Herbs are wonderful for growing to use as both additions to cooking, for teas, and for healing applications. Make sure you're planting herbs that are safe for children first.

  • Mint is great for munching on while working in the garden or for crushing into drinks. It can take over a space so you may want to plant it in a pot to keep it contained!
  • Calendula has both edible leaves and flowers.

If you start your seeds indoors ensure you ‘harden off’ your plants before moving them to the garden for the summer. Carry the pots in and out each day, exposing them to full sun and wind a little more each day. After about a week you should be able to transplant them into their new home.

Pick one or two new species to grow each year. Once you’ve mastered the easy ones, start branching out!

Getting deeper into gardening

Once your kids develop a familiarity and comfort with basic gardening, you can teach them some of the more esoteric aspects of how earth works.

The soil food web

  • Every time you till or disturb the soil you spark a massive die off that takes the soil years to recover from.
  • The soil food web means you can let the billions of critters down there do the work of tilling and fertilizing for you. Feed the soil, and it will feed your plants.
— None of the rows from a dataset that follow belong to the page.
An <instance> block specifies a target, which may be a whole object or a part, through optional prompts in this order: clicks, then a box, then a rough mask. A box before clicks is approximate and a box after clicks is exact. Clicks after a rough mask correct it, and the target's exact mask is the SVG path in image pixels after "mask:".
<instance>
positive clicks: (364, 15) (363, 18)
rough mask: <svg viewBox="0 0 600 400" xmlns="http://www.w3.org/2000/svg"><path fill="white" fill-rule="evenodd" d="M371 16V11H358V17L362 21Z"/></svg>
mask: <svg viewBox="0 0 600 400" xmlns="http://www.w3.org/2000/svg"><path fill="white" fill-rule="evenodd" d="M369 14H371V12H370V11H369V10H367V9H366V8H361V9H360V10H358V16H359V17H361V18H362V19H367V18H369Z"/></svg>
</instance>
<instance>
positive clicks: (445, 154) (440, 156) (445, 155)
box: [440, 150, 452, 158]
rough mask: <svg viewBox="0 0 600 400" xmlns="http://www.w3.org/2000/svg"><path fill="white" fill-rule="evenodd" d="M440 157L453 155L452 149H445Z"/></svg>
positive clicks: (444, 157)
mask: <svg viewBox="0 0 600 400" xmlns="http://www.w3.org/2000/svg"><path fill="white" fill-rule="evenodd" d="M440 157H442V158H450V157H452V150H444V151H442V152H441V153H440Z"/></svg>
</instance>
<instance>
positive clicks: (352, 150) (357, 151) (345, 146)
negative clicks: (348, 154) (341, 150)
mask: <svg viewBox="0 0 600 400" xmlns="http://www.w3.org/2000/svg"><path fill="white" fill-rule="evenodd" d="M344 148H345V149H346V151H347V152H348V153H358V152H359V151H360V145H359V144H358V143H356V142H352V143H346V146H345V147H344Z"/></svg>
Learning to love and control weeds

  • Don't be so particular about weeds—they can actually perform a service! They are filling a void space (e.g. wood sorrel), they are healing compacted soil (e.g. dandelions), and/or they are making vital trace nutrients available to other plants in poor soil (comfrey is a dynamic accumulator for K, P, Ca, Cu, Fe, and Mg).
  • Weeds are excellent opportunists when there is open ground so either plant densely so there is no room for them or mulch heavily between your plants so they cannot establish themselves.
  • Many weeds are edible—if you can’t beat ‘em, eat ‘em! A brief list includes burdock, dandelion, sorrel, Queen Anne’s Lace, garlic mustard, nettle, and goutweed. An edible wild plant guidebook will tell you how to prepare them.

Further Reading

For kids

  • The Little Composter by Jan Geradi

  • Roots, Shoots, Buckets & Boots. Gardening Together with Children by Sharon Lovejoy

For adults

  • Gaia's Garden. A Guide to Home-Scale Permaculture by Toby Hemenway

  • Edible Wild Plants. Peterson Field Guides, by Lee Allen Peterson.